决策树分类方法和前面的方法很相似，关键是先得到所需的很多特征，特征的选择很关键，甚至有效准确的特征比算法还重要。作为练习，我们先找一些重要的特征吧！标准分类模型都是默认采用数值型特征。

因此我们先选择选择了三个数值型特征，分别是小孩数、汽车数和年收入。

其中年收入需要处理下才能使用，即转换为真正的数值。大家会注意到这是个范围，我们可以先直接提取所有的数字：

这里我们采用了是将每个年收入利用str获取字符串表示，并进一步调用replace函数替换所有非数字字符，这里我们采取了一种被称为正则表达式的方法，0-9表示10个数字，^表示不是，显然这样更为灵活，将其全部替换为空字符，即换成没有：

import pandas as pd

frame = pd.read_csv(‘C:\\temp\\customer.csv’)

print(frame[‘yearly_income’].head(2))

frame[‘yearly_income’] = frame[‘yearly_income’].str.replace(‘[^0-9]’, ”)

print(frame[‘yearly_income’].head(2))

从结果来看，可以通过这个整数来间接表达收入的规模。

当然，也可以采取另外一种方法，比如我们只取目前年收入范围的下限，这个是通过先截取到空格为止的前面的所有字符，然后再对齐进行替换：

frame[‘yearly_income’] = frame[‘yearly_income’].str.split(” “).str[0].str.replace(‘[^0-9]’, ”)

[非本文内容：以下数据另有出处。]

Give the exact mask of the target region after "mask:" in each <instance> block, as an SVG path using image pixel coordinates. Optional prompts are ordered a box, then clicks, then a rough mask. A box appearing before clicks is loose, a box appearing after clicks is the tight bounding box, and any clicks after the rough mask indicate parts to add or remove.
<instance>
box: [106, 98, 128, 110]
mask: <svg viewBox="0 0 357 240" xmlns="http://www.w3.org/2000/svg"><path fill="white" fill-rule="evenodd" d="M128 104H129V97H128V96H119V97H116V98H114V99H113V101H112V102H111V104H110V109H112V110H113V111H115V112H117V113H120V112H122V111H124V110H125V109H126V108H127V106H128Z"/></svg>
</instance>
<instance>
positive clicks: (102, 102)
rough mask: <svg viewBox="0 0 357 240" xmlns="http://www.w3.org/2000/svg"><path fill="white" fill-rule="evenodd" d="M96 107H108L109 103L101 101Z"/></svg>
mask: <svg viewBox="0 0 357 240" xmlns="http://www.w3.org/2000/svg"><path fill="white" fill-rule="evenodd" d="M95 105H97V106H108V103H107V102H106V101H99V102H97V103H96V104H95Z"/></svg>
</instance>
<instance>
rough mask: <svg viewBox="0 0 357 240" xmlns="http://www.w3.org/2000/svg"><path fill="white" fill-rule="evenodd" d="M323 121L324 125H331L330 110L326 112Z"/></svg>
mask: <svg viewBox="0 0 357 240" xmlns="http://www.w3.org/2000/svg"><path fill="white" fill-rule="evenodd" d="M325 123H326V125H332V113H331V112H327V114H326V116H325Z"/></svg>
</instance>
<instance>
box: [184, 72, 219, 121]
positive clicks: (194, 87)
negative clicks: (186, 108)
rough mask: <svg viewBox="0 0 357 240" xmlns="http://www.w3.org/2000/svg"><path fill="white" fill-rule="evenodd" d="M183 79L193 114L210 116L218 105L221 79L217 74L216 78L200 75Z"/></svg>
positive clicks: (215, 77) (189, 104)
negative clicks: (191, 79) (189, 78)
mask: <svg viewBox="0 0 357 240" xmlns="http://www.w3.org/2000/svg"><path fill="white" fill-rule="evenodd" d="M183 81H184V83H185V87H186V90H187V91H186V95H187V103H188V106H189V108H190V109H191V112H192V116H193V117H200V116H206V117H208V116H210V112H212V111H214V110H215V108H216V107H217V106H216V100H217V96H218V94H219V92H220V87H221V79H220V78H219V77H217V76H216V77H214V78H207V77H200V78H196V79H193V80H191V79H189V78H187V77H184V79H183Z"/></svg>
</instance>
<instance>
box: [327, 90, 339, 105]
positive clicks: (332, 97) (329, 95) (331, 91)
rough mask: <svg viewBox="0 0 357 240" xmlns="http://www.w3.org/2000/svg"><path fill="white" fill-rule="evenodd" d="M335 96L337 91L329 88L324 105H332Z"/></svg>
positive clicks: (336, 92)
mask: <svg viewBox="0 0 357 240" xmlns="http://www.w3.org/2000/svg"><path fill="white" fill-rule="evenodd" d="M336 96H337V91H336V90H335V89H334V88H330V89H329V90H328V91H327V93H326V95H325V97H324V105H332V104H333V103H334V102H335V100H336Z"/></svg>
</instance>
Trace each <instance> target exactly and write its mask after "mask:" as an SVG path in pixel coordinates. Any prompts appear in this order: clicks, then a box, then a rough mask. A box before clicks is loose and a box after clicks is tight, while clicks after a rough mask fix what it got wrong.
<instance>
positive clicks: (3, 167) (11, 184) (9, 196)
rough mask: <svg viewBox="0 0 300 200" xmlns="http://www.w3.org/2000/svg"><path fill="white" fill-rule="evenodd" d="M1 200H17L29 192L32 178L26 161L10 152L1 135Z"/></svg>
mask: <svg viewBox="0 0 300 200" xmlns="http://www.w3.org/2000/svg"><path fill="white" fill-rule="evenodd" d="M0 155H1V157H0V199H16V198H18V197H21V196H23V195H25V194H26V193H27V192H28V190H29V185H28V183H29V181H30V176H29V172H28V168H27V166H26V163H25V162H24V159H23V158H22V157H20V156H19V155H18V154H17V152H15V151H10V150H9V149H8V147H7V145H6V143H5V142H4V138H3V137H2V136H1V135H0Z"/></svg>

print(frame[‘yearly_income’].head(2))

好了，数据到此整理完毕。

代码其实不复杂，还和以前差不多：

import pandas as pd
from sklearn.tree import DecisionTreeClassifier
from sklearn.model_selection import cross_val_score
import numpy as np

frame = pd.read_csv('C:\\temp\\customer.csv')
frame['yearly_income'] = frame['yearly_income'].str.split(" ").str[0].str.replace('[^0-9]', '')
y = frame["member_card"]
clf = DecisionTreeClassifier()
X = frame[["yearly_income", "total_children", "num_cars_owned"]]
scores = cross_val_score(clf, X, y, scoring='accuracy')
print(np.mean(scores))

这里的主要区别在于：第一，将三个数值列为特征数据，而会员卡列作为预测列；第二，使用了DecisionTreeClassifier分类器。

一般而言，如果能够引入更多的相关特征，决策树分类器的效果很更好一些，比如我们认为受教育程度和职业往往也与会员等级关系密切，于是我们继续增加了教育特征：

X = frame[[“yearly_income”, “total_children”, “num_cars_owned”, “education”]]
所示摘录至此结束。